Opinion
Appeal from the District Court, First Judicial District, Los Angeles County.
The plaintiff averred in his complaint that on the 4th day of August, 1866, the defendant Carriaga procured to be issued out of the County Court, by defendant Mott, the Clerk, a writ pretending to be an execution purporting to be issued on a judgment rendered on the 28th of November, 1864, in favor of Carriaga and against Sanchez et al., and that defendant Ayers was proceeding as elisor, by virtue of the execution, to levy on and sell plaintiff's property. It was also averred that Carriaga was insolvent.
It was further averred that the execution was void, because the judgment and execution were against Sanchez et al., and in the suit in which it was pretended to be rendered there were several other defendants named; and that the judgment was void because rendered on the order of the Judge at chambers, and not in term time, and that the only entry of the judgment was in the Minute Book of the Court. There was no averment that the judgment was unjust, or that the amount for which the execution issued was not equitably due. The Judge of the County Court granted a preliminary injunction, and the defendants appealed from an order refusing to dissolve it.
COUNSEL:
Glassell & Chapman, for Appellants, argued that even if the judgment and execution were void, plaintiff's remedy was not by injunction from a Court of equity, but by motion before the Court out of which the process issued; and also that as the complaint did not aver that the judgment was unjust, or that plaintiff had any equitable defense to the action, or that the amount for which the execution issued was not equitably due, a Court of equity would not restrain the process of a Court of common law; and cited Marriner v. Smith , 27 Cal. 652; and Gregory v. Ford , 14 Cal. 141.
V. E. Howard, for Respondent, argued that a County Judge could not issue an injunction as a part of the jurisdiction of his own Court, and as several terms had elapsed after the Clerk had pretended to enter the judgment before the execution was issued, that the County Court had lost jurisdiction over the proceeding if it wastreated as a judgment. He also argued that relief by injunction to stay proceedings on judgments by execution was a familiar proceeding in equity; and cited Story's Equity, Secs. 885, 886, and 874; and Sanford v. Sinclair, 8 Paige 374. He also argued that when the complaint averred that the judgment was void on its face it was unnecessary to aver that the judgment was unjust.
JUDGES: Sawyer, J.
OPINION
SAWYER, Judge
This is an appeal from an order refusing to dissolve an injunction. The motion was heard on complaint and answer. The judgment in the case of Carriaga v. Sanchez et al., copied into the transcript, is not a part of the answer, or of the papers upon which the injunction was granted, or upon which the motion to dissolve was heard, and, consequently, is no part of the record in this case.

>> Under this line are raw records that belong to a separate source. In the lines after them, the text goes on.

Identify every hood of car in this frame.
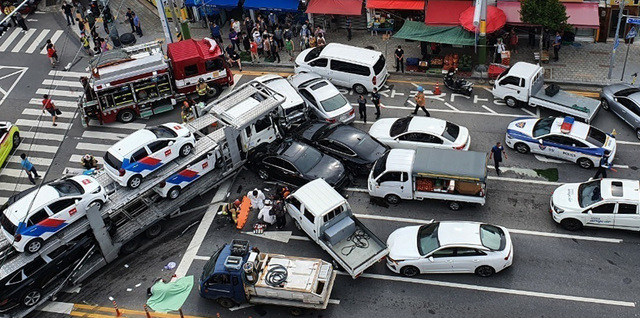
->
[387,225,420,260]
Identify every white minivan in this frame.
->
[295,43,389,94]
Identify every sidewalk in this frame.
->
[58,0,640,86]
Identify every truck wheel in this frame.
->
[504,96,518,108]
[577,158,593,169]
[118,109,136,123]
[217,297,236,308]
[384,194,400,204]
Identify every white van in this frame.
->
[295,43,389,94]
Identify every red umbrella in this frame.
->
[460,6,507,33]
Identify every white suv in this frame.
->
[104,123,196,189]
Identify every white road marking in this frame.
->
[338,271,636,307]
[25,29,51,54]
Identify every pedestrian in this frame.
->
[131,12,142,37]
[592,150,617,179]
[411,86,431,117]
[394,45,404,73]
[489,141,508,176]
[125,8,136,33]
[553,31,562,62]
[42,94,62,126]
[20,153,40,185]
[250,39,260,63]
[358,95,367,124]
[371,87,380,119]
[62,1,76,25]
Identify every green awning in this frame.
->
[393,20,476,45]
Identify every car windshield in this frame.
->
[320,93,348,112]
[442,122,460,142]
[147,126,178,138]
[389,117,412,137]
[418,222,440,256]
[480,224,507,251]
[578,180,602,208]
[49,179,84,197]
[587,127,607,147]
[533,117,556,137]
[294,147,322,173]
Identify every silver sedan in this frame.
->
[600,84,640,139]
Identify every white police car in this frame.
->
[550,178,640,231]
[0,175,108,253]
[104,123,196,188]
[153,151,220,200]
[505,116,616,169]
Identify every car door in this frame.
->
[586,202,616,228]
[613,202,640,231]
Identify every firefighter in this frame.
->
[196,77,209,104]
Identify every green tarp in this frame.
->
[393,20,476,45]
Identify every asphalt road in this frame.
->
[0,14,640,317]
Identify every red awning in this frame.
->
[306,0,362,15]
[424,0,471,25]
[367,0,424,11]
[498,1,600,29]
[460,6,507,33]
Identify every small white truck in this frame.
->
[492,62,600,123]
[286,179,389,279]
[367,148,487,211]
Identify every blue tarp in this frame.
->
[242,0,300,11]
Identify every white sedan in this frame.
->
[369,116,471,150]
[387,221,513,277]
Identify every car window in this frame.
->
[49,199,77,214]
[618,203,638,214]
[591,203,616,214]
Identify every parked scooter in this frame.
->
[444,67,473,96]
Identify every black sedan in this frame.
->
[250,140,350,189]
[294,122,389,175]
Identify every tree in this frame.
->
[520,0,571,62]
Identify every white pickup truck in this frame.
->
[286,179,389,279]
[492,62,600,123]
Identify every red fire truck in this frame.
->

The suit was brought to restrain a sale under execution issued upon a judgment, on the ground that the execution is void upon its face, for reasons stated, and the further ground that the judgment upon which it was issued is also void--an absolute nullity upon its face--and to restrain the issuing of any other execution upon said void judgment. It is alleged that one of the defendants is insolvent and irresponsible, so that in case a sale should be made under the void judgment and execution, no adequate redress could be had against him in a suit to recover damages resulting from the trespass in selling under a void judgment and execution; but nothing is said as to the responsibility of the other two defendants. The only equities relied on are the threatening to sell under a void judgment and execution, and to issue further executions upon the same void judgment, and the insolvency of one of the defendants. We think the complaint presents no case for an injunction. If the judgment upon which the execution is based and the execution itself are void upon their face, the County Court has ample power to afford speedy and adequate relief. If the judgment is void, the Court has entire control over the process and can arrest it. The County Judge also, upon a proper application, has authority to order a suspension of the execution of the writ till a motion before the Court to recall or quash it can be heard. The case of Logan v. Hillegass , 16 Cal. 201, is directly in point. The action was for an injunction and to annul a judgment claimed to be void because it appeared from the record that the Court had not acquired jurisdiction of the defendant. A demurrer for want of equity was sustained. Mr. Chief Justice Field, in deciding the case on appeal, said: " If, for any of these reasons, the judgment be absolutely void, as contended by counsel, the appellant has a perfect remedy, by application to the District Court, to quash the execution. The Court can at any time arrest all process issued by its Clerk on judgments which are void." (Ib. 202; see also Chipman v. Bowman , 14 Cal. 158; and Bell v. Thompson , 19 Cal. 708.) Taking the allegations of the complaint as true, then, that the judgment and execution are absolutely void, there was a speedy, adequate and complete remedy by a proper application to the Court in which the judgment purports to have been rendered, and the complaint does not disclose a proper case for an injunction.
Order refusing to dissolve the injunction reversed, and the District Court directed to enter an order dissolving the injunction and dismissing the complaint.